BGC-03 Biogeochemistry of DOM
Improved understanding of photochemical processing of DOM using machine learning approaches
Chen Zhao* , Department of Ocean Science and the Southern Marine Science and Engineering Guangdong Laboratory (Guangzhou), The Hong Kong University of Science and Technology, Hong Kong, China
Xinyue Xu, Department of Electronic and Computer Engineering, The Hong Kong University of Science and Technology, Hong Kong, China
Yifu Hou, Department of Ocean Science and the Southern Marine Science and Engineering Guangdong Laboratory (Guangzhou), The Hong Kong University of Science and Technology, Hong Kong, China
Yuanbi Yi, Department of Ocean Science and the Southern Marine Science and Engineering Guangdong Laboratory (Guangzhou), The Hong Kong University of Science and Technology, Hong Kong, China
Chen He, State Key Laboratory of Heavy Oil Processing, China University of Petroleum, Changping District, Beijing 102249, China
Quan Shi, State Key Laboratory of Heavy Oil Processing, China University of Petroleum, Changping District, Beijing 102249, China
Xiaomeng Li, Department of Electronic and Computer Engineering, The Hong Kong University of Science and Technology, Hong Kong, China
Ding He, Department of Ocean Science and the Southern Marine Science and Engineering Guangdong Laboratory (Guangzhou), The Hong Kong University of Science and Technology, Hong Kong, China

As one of the largest active carbon pools in the ocean, the chemical composition, reactivity, and lability of dissolved organic matter (DOM) are closely associated with regional and global carbon cycling.

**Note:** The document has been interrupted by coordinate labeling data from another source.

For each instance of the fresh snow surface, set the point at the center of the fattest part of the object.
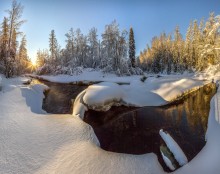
(174, 148)
(47, 143)
(167, 162)
(103, 95)
(152, 92)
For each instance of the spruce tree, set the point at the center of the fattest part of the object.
(132, 47)
(53, 45)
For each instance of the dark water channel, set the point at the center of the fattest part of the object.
(58, 100)
(136, 130)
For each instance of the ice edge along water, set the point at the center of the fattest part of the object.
(174, 148)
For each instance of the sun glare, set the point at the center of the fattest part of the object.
(33, 61)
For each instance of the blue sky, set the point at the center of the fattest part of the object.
(147, 17)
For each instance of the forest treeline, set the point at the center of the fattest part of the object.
(171, 53)
(113, 51)
(13, 53)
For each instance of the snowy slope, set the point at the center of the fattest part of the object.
(39, 143)
(36, 143)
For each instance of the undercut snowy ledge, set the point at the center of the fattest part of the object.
(174, 148)
(152, 92)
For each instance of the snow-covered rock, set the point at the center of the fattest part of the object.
(174, 148)
(167, 162)
(102, 96)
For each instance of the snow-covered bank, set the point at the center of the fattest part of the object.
(152, 92)
(174, 148)
(39, 143)
(207, 161)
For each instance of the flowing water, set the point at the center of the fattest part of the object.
(59, 99)
(136, 130)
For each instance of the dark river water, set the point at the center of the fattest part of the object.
(136, 130)
(58, 99)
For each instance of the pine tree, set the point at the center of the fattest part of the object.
(23, 57)
(4, 44)
(132, 47)
(53, 46)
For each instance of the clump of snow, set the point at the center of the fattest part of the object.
(152, 92)
(174, 148)
(34, 95)
(79, 107)
(167, 162)
(102, 96)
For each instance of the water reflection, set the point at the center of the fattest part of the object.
(137, 130)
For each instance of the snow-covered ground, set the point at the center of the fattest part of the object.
(34, 142)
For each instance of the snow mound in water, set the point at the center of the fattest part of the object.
(174, 148)
(102, 96)
(34, 95)
(168, 162)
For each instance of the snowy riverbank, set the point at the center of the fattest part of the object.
(34, 142)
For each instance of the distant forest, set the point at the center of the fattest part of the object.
(114, 53)
(170, 53)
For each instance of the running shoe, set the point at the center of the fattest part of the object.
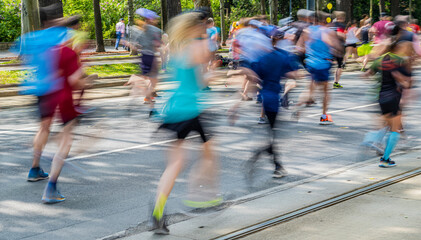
(246, 98)
(310, 103)
(326, 121)
(386, 163)
(375, 146)
(281, 172)
(153, 113)
(147, 100)
(337, 85)
(259, 98)
(262, 121)
(52, 195)
(37, 174)
(204, 204)
(159, 226)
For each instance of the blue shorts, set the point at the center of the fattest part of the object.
(244, 63)
(319, 75)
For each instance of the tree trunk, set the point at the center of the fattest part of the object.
(382, 7)
(170, 9)
(130, 23)
(58, 11)
(203, 4)
(30, 16)
(263, 7)
(98, 27)
(345, 6)
(394, 7)
(222, 13)
(273, 9)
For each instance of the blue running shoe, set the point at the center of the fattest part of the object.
(37, 174)
(386, 163)
(52, 195)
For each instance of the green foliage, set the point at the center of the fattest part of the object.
(9, 20)
(113, 10)
(113, 69)
(12, 76)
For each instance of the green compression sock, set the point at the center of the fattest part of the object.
(158, 211)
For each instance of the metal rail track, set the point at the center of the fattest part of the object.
(247, 231)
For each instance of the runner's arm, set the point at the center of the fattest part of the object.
(403, 80)
(416, 45)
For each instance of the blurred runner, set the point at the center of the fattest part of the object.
(271, 68)
(319, 42)
(366, 44)
(379, 28)
(57, 73)
(252, 45)
(395, 76)
(120, 30)
(212, 33)
(182, 113)
(147, 37)
(415, 28)
(339, 27)
(351, 41)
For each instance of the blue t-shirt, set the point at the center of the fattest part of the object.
(317, 52)
(213, 45)
(184, 104)
(39, 51)
(271, 68)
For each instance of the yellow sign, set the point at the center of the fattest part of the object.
(329, 6)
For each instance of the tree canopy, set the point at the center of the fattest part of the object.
(113, 10)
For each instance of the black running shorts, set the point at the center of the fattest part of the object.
(185, 127)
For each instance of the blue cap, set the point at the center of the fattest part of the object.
(146, 13)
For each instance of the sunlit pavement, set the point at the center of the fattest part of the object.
(117, 159)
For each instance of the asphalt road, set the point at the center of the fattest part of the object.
(117, 159)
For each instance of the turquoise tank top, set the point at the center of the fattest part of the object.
(184, 104)
(317, 51)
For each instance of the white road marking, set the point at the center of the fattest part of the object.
(344, 110)
(127, 148)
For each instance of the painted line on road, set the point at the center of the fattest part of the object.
(221, 102)
(344, 110)
(127, 148)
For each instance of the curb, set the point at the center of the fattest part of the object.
(82, 60)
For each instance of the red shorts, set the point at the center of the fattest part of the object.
(62, 99)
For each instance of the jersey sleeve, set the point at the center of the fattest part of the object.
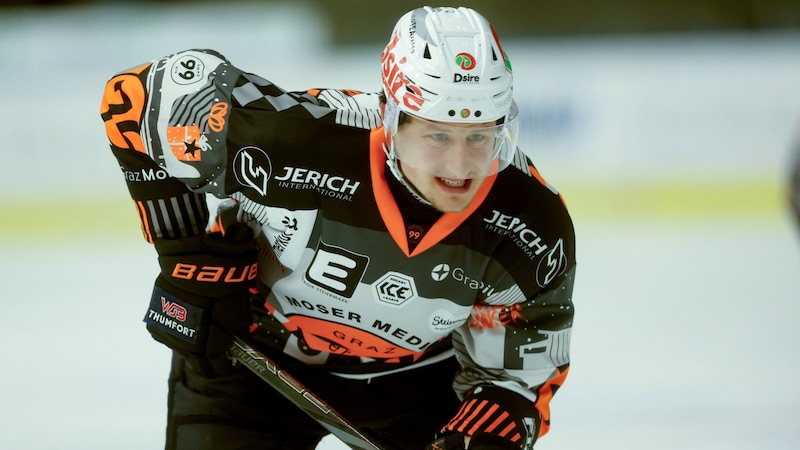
(169, 125)
(514, 349)
(166, 207)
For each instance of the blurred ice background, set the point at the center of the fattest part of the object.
(671, 151)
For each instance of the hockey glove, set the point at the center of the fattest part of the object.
(201, 298)
(481, 441)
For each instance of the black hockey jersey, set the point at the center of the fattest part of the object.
(342, 287)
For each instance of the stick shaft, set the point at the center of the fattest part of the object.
(283, 382)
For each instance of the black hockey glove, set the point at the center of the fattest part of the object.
(201, 298)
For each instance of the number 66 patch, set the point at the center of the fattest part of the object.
(187, 69)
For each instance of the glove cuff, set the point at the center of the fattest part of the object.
(500, 413)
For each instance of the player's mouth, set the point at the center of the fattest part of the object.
(455, 185)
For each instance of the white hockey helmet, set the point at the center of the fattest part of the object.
(446, 65)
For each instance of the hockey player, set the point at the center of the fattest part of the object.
(394, 251)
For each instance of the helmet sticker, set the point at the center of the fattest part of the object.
(465, 61)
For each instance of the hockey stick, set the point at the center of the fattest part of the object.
(267, 370)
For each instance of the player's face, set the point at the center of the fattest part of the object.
(446, 162)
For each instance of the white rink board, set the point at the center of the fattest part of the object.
(685, 334)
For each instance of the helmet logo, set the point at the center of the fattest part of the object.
(465, 61)
(396, 85)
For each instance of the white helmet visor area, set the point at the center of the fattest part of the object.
(460, 151)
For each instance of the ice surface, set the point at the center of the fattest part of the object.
(686, 333)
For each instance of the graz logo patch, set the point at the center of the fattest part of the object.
(252, 168)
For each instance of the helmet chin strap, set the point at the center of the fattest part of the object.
(394, 167)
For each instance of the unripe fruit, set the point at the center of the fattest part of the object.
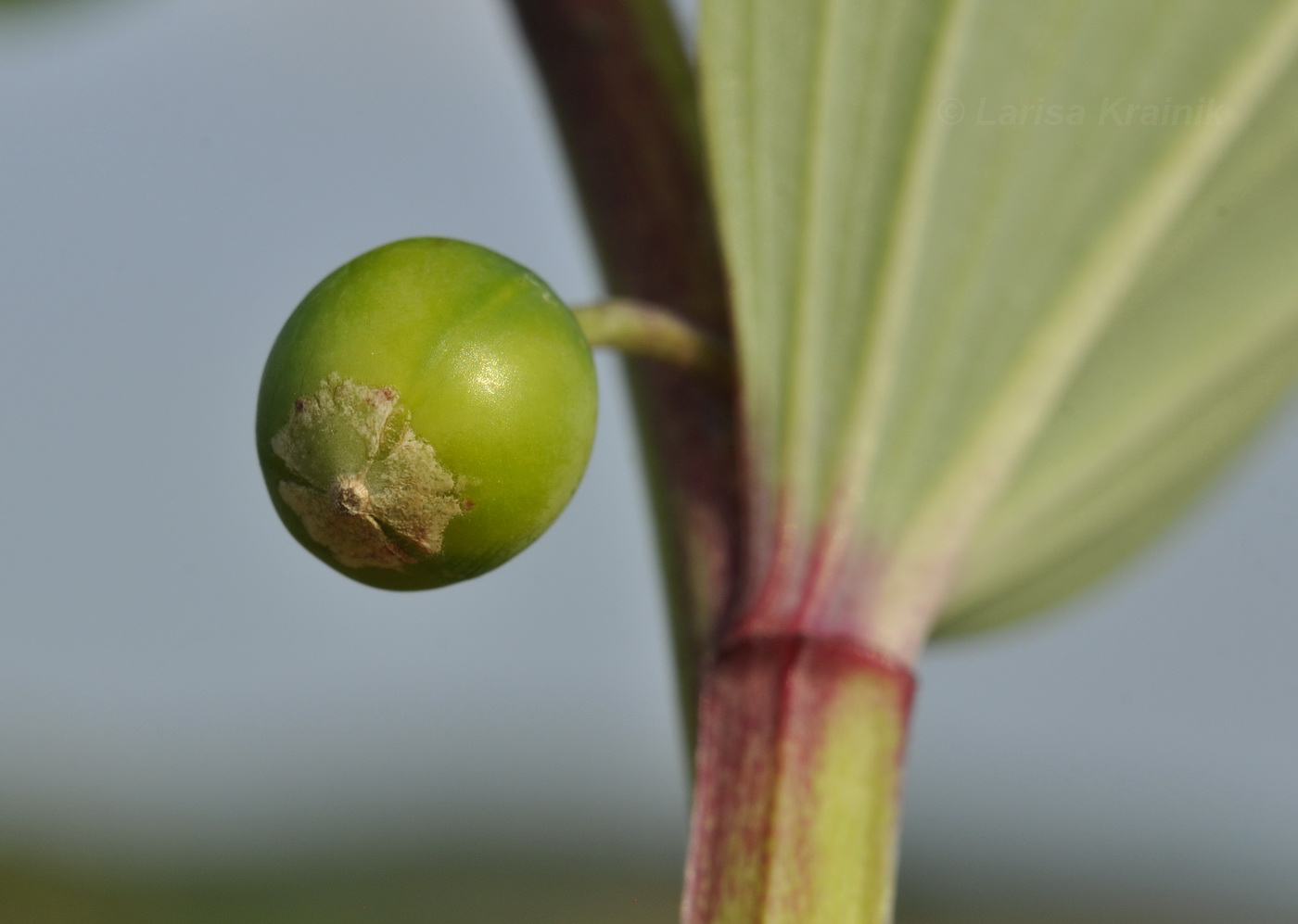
(425, 414)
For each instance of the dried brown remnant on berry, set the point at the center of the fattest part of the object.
(372, 492)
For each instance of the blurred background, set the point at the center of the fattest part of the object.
(198, 722)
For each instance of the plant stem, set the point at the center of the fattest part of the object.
(620, 87)
(643, 328)
(798, 784)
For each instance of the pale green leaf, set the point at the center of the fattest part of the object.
(1012, 279)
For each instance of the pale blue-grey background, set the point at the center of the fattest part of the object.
(181, 684)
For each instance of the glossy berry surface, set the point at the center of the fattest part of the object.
(425, 414)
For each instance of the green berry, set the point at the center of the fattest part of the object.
(425, 414)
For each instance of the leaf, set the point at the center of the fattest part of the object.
(1012, 282)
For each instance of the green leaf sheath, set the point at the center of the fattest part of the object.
(1012, 282)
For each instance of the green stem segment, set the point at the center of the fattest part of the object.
(643, 328)
(795, 801)
(620, 87)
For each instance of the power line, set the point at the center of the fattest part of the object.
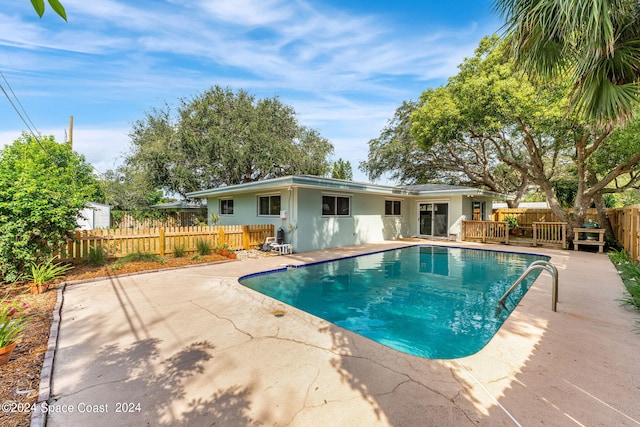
(19, 103)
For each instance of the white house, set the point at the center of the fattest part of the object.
(94, 216)
(321, 213)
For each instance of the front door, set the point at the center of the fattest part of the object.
(434, 219)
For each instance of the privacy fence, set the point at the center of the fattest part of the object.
(161, 241)
(626, 228)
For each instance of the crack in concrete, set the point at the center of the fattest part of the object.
(409, 378)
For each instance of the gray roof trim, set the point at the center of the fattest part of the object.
(339, 184)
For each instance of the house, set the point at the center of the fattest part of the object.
(321, 213)
(94, 216)
(180, 206)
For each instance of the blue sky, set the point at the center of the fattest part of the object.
(343, 66)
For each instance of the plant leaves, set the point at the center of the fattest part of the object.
(38, 5)
(57, 7)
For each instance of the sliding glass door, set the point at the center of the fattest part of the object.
(434, 219)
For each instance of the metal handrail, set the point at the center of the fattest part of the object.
(536, 265)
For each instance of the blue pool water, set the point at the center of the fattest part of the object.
(428, 301)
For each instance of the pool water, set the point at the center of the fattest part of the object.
(428, 301)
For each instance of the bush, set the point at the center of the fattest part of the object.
(630, 274)
(46, 271)
(43, 187)
(204, 247)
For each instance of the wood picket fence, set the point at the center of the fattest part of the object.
(161, 241)
(625, 223)
(486, 231)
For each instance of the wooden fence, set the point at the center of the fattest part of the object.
(554, 233)
(526, 217)
(161, 241)
(486, 231)
(625, 223)
(124, 220)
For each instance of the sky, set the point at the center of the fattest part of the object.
(343, 66)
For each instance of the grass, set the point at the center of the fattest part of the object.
(178, 251)
(204, 248)
(97, 257)
(630, 274)
(137, 257)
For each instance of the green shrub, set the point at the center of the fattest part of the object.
(44, 186)
(10, 328)
(178, 251)
(204, 247)
(630, 274)
(46, 271)
(97, 256)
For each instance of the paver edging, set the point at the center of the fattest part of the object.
(38, 417)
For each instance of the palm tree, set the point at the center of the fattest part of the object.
(595, 42)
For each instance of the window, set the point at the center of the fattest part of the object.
(392, 207)
(336, 205)
(226, 207)
(269, 205)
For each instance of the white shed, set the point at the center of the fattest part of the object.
(95, 216)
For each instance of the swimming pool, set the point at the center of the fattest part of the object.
(428, 301)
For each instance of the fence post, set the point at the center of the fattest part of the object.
(162, 241)
(246, 238)
(634, 233)
(78, 246)
(220, 235)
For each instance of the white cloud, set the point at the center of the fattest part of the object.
(343, 72)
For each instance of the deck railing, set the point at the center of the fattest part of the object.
(161, 241)
(486, 231)
(554, 233)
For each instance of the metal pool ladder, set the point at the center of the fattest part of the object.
(536, 265)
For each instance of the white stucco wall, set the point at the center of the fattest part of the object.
(307, 229)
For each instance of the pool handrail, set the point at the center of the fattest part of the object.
(536, 265)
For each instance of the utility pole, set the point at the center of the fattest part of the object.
(71, 132)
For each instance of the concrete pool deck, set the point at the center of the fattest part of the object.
(193, 347)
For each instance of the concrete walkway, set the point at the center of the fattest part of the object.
(193, 347)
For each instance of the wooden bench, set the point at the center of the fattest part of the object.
(600, 242)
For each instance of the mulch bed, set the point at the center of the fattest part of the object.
(20, 378)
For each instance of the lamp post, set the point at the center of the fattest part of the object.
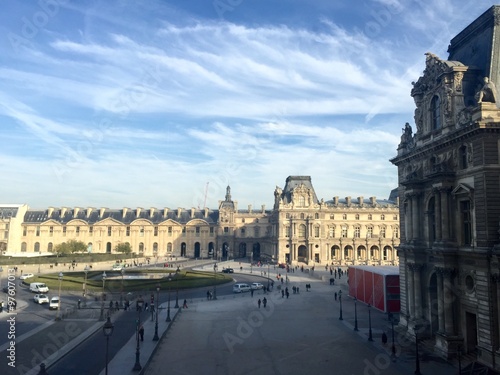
(102, 296)
(393, 348)
(137, 365)
(107, 329)
(417, 358)
(356, 314)
(168, 303)
(370, 337)
(340, 300)
(155, 337)
(176, 290)
(58, 316)
(215, 281)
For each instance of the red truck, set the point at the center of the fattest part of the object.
(376, 285)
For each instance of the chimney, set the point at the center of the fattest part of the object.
(360, 201)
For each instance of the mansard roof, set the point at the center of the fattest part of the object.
(125, 216)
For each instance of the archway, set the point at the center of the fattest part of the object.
(302, 254)
(242, 250)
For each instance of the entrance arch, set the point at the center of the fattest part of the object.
(302, 254)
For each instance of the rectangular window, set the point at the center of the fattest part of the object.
(465, 215)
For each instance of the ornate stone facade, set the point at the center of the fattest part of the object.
(299, 228)
(450, 198)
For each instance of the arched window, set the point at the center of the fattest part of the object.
(436, 113)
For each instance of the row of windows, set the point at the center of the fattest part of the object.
(344, 216)
(110, 231)
(301, 233)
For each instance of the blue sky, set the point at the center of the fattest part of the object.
(165, 103)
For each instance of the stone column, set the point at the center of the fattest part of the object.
(417, 287)
(440, 297)
(445, 215)
(411, 290)
(449, 298)
(437, 216)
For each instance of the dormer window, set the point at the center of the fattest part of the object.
(436, 113)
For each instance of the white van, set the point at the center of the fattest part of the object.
(241, 287)
(39, 288)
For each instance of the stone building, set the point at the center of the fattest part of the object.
(299, 228)
(449, 189)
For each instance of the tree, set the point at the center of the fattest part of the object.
(124, 248)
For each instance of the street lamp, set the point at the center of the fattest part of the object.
(391, 318)
(107, 329)
(355, 314)
(370, 337)
(417, 358)
(168, 303)
(137, 365)
(58, 316)
(155, 337)
(340, 300)
(102, 296)
(215, 281)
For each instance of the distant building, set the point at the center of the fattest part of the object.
(299, 228)
(449, 189)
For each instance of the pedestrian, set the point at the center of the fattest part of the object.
(384, 338)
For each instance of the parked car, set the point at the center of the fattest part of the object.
(256, 286)
(241, 287)
(39, 288)
(41, 298)
(54, 303)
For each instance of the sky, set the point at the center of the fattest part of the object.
(108, 103)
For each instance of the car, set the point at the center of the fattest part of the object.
(241, 287)
(54, 303)
(41, 298)
(256, 286)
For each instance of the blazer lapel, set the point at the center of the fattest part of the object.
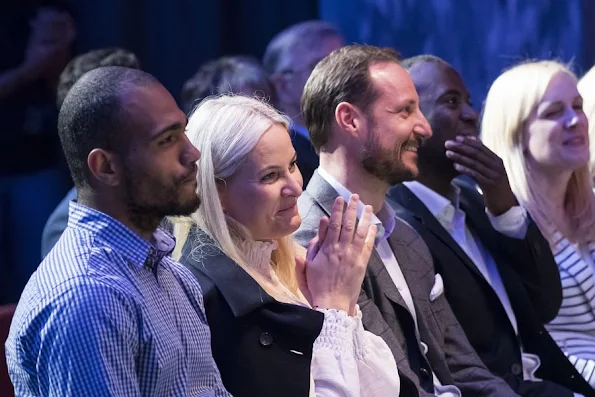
(322, 192)
(409, 201)
(240, 290)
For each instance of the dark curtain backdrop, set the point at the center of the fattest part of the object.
(478, 37)
(173, 37)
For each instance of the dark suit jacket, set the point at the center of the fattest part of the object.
(530, 276)
(253, 335)
(307, 158)
(385, 313)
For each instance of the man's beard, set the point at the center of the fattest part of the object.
(386, 164)
(149, 200)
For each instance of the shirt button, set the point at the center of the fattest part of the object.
(266, 339)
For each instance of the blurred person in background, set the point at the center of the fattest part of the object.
(534, 120)
(75, 69)
(290, 58)
(35, 43)
(239, 74)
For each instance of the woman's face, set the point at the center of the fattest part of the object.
(556, 137)
(262, 195)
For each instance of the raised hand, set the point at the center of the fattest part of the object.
(337, 257)
(473, 158)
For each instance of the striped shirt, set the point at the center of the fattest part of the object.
(574, 327)
(109, 314)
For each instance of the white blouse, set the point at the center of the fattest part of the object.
(347, 361)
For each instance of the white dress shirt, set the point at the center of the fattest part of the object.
(513, 223)
(385, 221)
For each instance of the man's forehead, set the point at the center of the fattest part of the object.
(391, 78)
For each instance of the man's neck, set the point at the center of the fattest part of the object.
(440, 181)
(350, 174)
(144, 227)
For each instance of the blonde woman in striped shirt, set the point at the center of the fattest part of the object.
(534, 120)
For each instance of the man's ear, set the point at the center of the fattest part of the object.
(349, 118)
(105, 167)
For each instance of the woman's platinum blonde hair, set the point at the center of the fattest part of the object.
(586, 86)
(225, 129)
(510, 101)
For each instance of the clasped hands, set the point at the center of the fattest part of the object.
(331, 274)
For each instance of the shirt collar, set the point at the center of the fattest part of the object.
(133, 247)
(383, 219)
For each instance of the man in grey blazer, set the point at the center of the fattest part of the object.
(361, 110)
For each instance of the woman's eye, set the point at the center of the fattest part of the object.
(552, 113)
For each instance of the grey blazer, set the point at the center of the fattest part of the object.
(450, 355)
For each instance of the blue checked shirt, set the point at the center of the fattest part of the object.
(109, 314)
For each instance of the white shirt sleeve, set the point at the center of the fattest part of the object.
(513, 223)
(348, 361)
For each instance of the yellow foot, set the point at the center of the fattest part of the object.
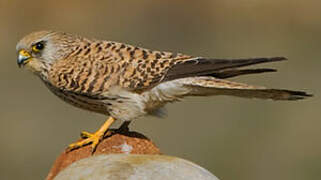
(92, 139)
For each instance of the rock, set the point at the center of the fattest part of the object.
(134, 167)
(119, 142)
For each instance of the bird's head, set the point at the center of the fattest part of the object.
(39, 50)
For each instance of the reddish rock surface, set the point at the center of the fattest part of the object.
(118, 142)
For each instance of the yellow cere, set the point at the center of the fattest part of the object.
(24, 53)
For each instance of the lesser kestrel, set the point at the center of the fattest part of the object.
(126, 82)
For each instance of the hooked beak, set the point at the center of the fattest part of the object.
(23, 58)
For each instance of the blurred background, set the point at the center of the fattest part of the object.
(233, 138)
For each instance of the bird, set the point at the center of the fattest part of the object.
(125, 82)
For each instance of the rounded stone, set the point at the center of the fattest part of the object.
(134, 167)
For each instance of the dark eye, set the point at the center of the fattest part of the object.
(38, 47)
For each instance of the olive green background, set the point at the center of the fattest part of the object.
(233, 138)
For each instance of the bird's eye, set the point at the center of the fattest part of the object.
(38, 47)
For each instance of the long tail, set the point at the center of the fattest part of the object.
(205, 86)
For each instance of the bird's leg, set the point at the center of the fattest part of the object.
(94, 138)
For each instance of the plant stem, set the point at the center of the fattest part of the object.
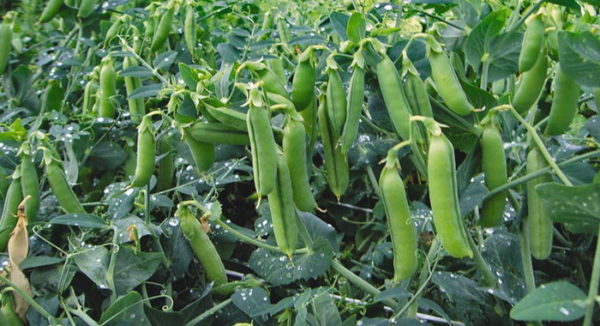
(593, 291)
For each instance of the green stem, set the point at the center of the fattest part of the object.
(593, 291)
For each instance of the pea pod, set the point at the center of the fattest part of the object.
(538, 225)
(336, 164)
(262, 145)
(443, 196)
(203, 248)
(294, 151)
(281, 205)
(533, 43)
(136, 106)
(494, 168)
(30, 186)
(303, 84)
(163, 29)
(146, 153)
(50, 11)
(400, 225)
(531, 85)
(393, 96)
(356, 96)
(203, 154)
(218, 133)
(14, 196)
(5, 45)
(564, 104)
(447, 84)
(107, 90)
(86, 8)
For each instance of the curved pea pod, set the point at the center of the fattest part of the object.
(264, 150)
(400, 225)
(107, 90)
(5, 45)
(163, 29)
(356, 96)
(86, 8)
(218, 133)
(533, 43)
(447, 84)
(538, 225)
(294, 152)
(336, 163)
(531, 85)
(50, 11)
(493, 163)
(281, 205)
(146, 153)
(394, 97)
(30, 186)
(203, 248)
(303, 83)
(441, 171)
(564, 104)
(137, 107)
(203, 153)
(14, 196)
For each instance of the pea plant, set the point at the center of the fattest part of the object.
(190, 162)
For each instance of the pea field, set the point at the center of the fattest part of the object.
(299, 163)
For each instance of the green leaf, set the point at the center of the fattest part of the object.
(80, 220)
(578, 206)
(579, 55)
(558, 301)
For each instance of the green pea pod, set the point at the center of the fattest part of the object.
(303, 83)
(564, 104)
(294, 151)
(336, 163)
(356, 96)
(447, 84)
(203, 248)
(264, 149)
(443, 196)
(218, 133)
(533, 43)
(107, 90)
(531, 85)
(203, 154)
(394, 97)
(30, 185)
(60, 187)
(50, 11)
(493, 163)
(14, 196)
(146, 153)
(538, 225)
(166, 165)
(281, 205)
(137, 108)
(86, 8)
(5, 45)
(400, 225)
(163, 29)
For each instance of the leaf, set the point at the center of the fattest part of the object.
(557, 301)
(579, 56)
(79, 219)
(579, 205)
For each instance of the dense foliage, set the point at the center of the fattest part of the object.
(189, 162)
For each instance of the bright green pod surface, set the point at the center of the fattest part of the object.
(401, 227)
(564, 104)
(538, 224)
(443, 196)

In particular, photochemical reactions (photo-production and photodegradation) are essential components of the biogeochemical processing of DOM to alter its chemical composition. The state-of-the-art ultra-high resolution mass spectrometry, including the Fourier transform ion cyclotron resonance mass spectrometry (FT-ICR MS) or orbitrap mass spectrometry (orbitrap MS), can unprecedently provide several thousands of formulae within one sample and effectively depict DOM at the molecular level. Previous studies have demonstrated that significant changes in DOM molecular compositions occurred after photo-incubation. The formulae linked to photochemistry processing were typically classified as photo-resistant, photo-labile, and photo-product types. However, current studies still have challenges to discriminate multiple concurrent formulae with different photochemical reactivity. One obstacle is that molecular matching alone would probably lead to biased estimates of the photo-reactivity of specific formulae among different samples. Considering the complexity of the DOM transformation, it is reasonable to assume that the relationship between the classes of photochemistry-related formulae and their molecular composition should be complicated and non-linear, which cannot be simply elucidated through the molecular matching approach. Machine learning methodologies have proven to be promising tools to address traditional geochemical concerns. Here, we established photochemistry-related formulae classification models using various machine learning algorithms (e.g., random forest, XGboost, deep learning neural networks), based on several recognized molecular pools generated from several photochemistry experiments. The environmental specificity of photochemistry-related formulae was further assessed to provide a more precise constraint of the photochemical alteration of DOM in coastal bay ecosystems. This work aims to provide novel insights into exploring valuable molecular information provided by ultra-high-resolution mass spectrometry.